The research is more data-driven. It's more economics, but it has a social equity perspective that carries through the rest of my research in Brazil and beyond.
Toronto and São Paulo are different in many ways, What’s the value in comparing the two cities?
It's definitely hard to do comparative research – so that's one caution – but I think there's not enough of it. If you looked at the two cases separately, you might learn something about them, but if you look at them in comparison, you can learn from one another. It highlights the differences, but you can also learn about how we can improve things. Planning is really about looking at some of the challenges, how we can improve things, and how we can move toward a better future for cities and for people.
There's literature in different fields that says we should do comparative research more because of all of these benefits in political science, planning and even sociology.
You just moved to Utrecht to work at the university there. What will you be doing?
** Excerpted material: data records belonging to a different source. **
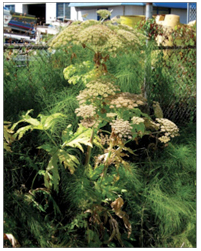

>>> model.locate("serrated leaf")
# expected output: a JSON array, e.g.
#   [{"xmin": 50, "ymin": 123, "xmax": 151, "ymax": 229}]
[
  {"xmin": 62, "ymin": 125, "xmax": 92, "ymax": 152},
  {"xmin": 45, "ymin": 154, "xmax": 60, "ymax": 192},
  {"xmin": 37, "ymin": 144, "xmax": 58, "ymax": 155},
  {"xmin": 58, "ymin": 150, "xmax": 80, "ymax": 174},
  {"xmin": 14, "ymin": 125, "xmax": 33, "ymax": 140},
  {"xmin": 38, "ymin": 113, "xmax": 66, "ymax": 130}
]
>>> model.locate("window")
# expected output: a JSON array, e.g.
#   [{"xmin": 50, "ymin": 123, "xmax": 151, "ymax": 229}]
[
  {"xmin": 5, "ymin": 4, "xmax": 15, "ymax": 12},
  {"xmin": 97, "ymin": 8, "xmax": 110, "ymax": 21},
  {"xmin": 57, "ymin": 3, "xmax": 70, "ymax": 20},
  {"xmin": 153, "ymin": 7, "xmax": 171, "ymax": 15}
]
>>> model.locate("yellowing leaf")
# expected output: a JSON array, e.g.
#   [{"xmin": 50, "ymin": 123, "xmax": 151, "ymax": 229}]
[
  {"xmin": 58, "ymin": 149, "xmax": 80, "ymax": 174},
  {"xmin": 62, "ymin": 125, "xmax": 92, "ymax": 152},
  {"xmin": 111, "ymin": 197, "xmax": 132, "ymax": 238},
  {"xmin": 15, "ymin": 125, "xmax": 33, "ymax": 140}
]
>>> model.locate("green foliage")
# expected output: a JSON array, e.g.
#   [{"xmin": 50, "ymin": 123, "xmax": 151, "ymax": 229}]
[
  {"xmin": 5, "ymin": 12, "xmax": 196, "ymax": 247},
  {"xmin": 136, "ymin": 18, "xmax": 163, "ymax": 40}
]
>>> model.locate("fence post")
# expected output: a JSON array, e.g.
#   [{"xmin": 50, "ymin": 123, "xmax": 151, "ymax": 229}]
[{"xmin": 144, "ymin": 3, "xmax": 153, "ymax": 101}]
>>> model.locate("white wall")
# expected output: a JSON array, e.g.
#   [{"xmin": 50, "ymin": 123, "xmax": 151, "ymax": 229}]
[
  {"xmin": 108, "ymin": 6, "xmax": 123, "ymax": 18},
  {"xmin": 171, "ymin": 9, "xmax": 187, "ymax": 24},
  {"xmin": 71, "ymin": 6, "xmax": 145, "ymax": 21},
  {"xmin": 70, "ymin": 7, "xmax": 77, "ymax": 20},
  {"xmin": 3, "ymin": 2, "xmax": 23, "ymax": 13},
  {"xmin": 45, "ymin": 3, "xmax": 57, "ymax": 24},
  {"xmin": 125, "ymin": 5, "xmax": 145, "ymax": 15},
  {"xmin": 74, "ymin": 6, "xmax": 145, "ymax": 21}
]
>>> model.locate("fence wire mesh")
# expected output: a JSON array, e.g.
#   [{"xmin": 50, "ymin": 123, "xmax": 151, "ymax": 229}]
[
  {"xmin": 187, "ymin": 3, "xmax": 197, "ymax": 22},
  {"xmin": 4, "ymin": 45, "xmax": 196, "ymax": 124}
]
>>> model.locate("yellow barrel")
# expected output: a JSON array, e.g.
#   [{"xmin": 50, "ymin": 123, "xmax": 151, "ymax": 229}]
[
  {"xmin": 120, "ymin": 15, "xmax": 145, "ymax": 27},
  {"xmin": 155, "ymin": 14, "xmax": 181, "ymax": 46}
]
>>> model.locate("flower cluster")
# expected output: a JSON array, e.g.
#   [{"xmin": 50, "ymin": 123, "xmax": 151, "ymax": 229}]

I started as an assistant professor here – it's quite an interesting, collaborative department. I start teaching in November.
I just got a new grant to do work in Brazil. It'll be fun – I'll be talking to planners and city staff about how they're progressing with a new law of metropolitan governance. I'll be collaborating with a colleague in Brasilia.
I'll be starting up new research as well – I’m hoping to continue my work in Toronto and Brazil.
Utrecht is the largest university in the Netherlands, and Utrecht itself is a really charming old city. It seemed like a really attractive move – and kind of an adventure.
It’s a big decision moving to a new country – what makes it worth it?
It's a great opportunity to make new contacts, try something new, travel to new places, learn new things, and you always grow when you do this kind of thing. Of course it's hard to be away from what you know, to start new things, and learn about a new place and how things work, let alone learning a new language, which I have to do. I have to learn Dutch.
But it's pretty fun so far. It's tiring, but there are a lot of payoffs.